Hint: It might not be Facebook

Mark Zuckerberg has jokes about being a college dropout. “If I get through this speech, it'll be the first time I actually finish something at Harvard,” he quipped on Thursday, during his commencement speech to the Ivy League university’s class of 2017. And while his speech touched on issues as varied as climate change and universal basic income, education took center stage.

Zuckerberg, who is worth $72 billion, told the audience that, “There is something wrong with our system when I can leave here and make billions of dollars in 10 years, while millions of students can't afford to pay off their loans, let alone start a business.”

He also described how his wife, Priscilla Chan Zuckerberg, worked as a teacher and asked him to spend some time teaching students so that he would understand the issues. “I complained: ‘Well, I'm kind of busy. I'm running this company.’ But she insisted, so I taught a middle school program on entrepreneurship at the local Boys and Girls Club,” he said.

Zuckerberg explained how he “taught lessons on product development and marketing, and they taught me what it's like feeling targeted for your race and having a family member in prison.” Five years later, those students will be enrolling in college in the fall. “Every one of them. First in their families,” he said.
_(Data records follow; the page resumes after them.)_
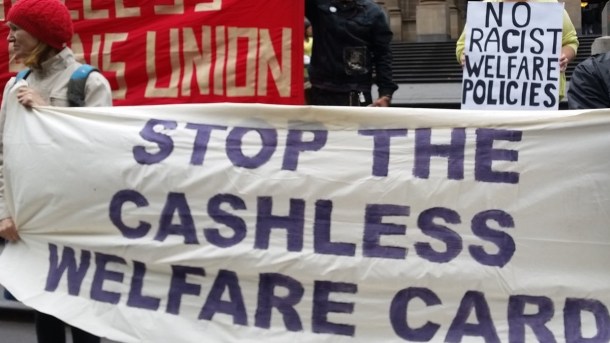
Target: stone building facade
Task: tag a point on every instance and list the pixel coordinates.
(440, 20)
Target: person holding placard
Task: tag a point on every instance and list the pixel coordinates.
(590, 83)
(569, 43)
(351, 52)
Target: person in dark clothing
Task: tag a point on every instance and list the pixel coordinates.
(590, 83)
(351, 51)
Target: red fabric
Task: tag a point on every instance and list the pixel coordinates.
(157, 52)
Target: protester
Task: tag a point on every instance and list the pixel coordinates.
(39, 31)
(590, 83)
(307, 47)
(352, 43)
(569, 44)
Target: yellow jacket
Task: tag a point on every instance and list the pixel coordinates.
(569, 37)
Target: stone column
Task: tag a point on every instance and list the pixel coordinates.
(394, 12)
(433, 21)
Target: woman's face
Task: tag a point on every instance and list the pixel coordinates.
(23, 42)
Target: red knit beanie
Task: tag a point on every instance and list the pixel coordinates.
(47, 20)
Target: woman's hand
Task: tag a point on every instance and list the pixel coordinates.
(29, 98)
(8, 230)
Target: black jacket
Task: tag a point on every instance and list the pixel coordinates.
(590, 83)
(351, 41)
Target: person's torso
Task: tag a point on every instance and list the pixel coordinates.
(51, 83)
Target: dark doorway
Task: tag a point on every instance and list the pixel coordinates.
(591, 12)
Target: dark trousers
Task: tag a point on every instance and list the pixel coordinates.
(324, 97)
(52, 330)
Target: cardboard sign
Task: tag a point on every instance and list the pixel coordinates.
(512, 56)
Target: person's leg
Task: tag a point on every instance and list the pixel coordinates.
(49, 329)
(80, 336)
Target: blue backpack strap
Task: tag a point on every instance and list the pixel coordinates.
(76, 85)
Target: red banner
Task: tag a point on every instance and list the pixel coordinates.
(188, 51)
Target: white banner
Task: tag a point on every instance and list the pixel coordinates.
(249, 223)
(512, 56)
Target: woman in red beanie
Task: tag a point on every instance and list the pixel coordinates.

But perhaps the most poignant part of the speech is toward the end where Zuckerberg gets choked up talking about how one of those students is undocumented. “It says something about our current situation that I can't even say his name because I don't want to put him at risk,” said Zuckerberg. “But if a high school senior who doesn't know what the future holds can do his part to move the world forward, then we owe it to the world to do our part too.”

After the speech, Zuckerberg wrote a note on Facebook explaining the main point of his speech was to emphasize that “the challenge for our generation is to create a world where every single person has a sense of purpose.” Oh, and it seems he can’t call himself a college dropout anymore. Harvard awarded him an honorary doctor of laws degree.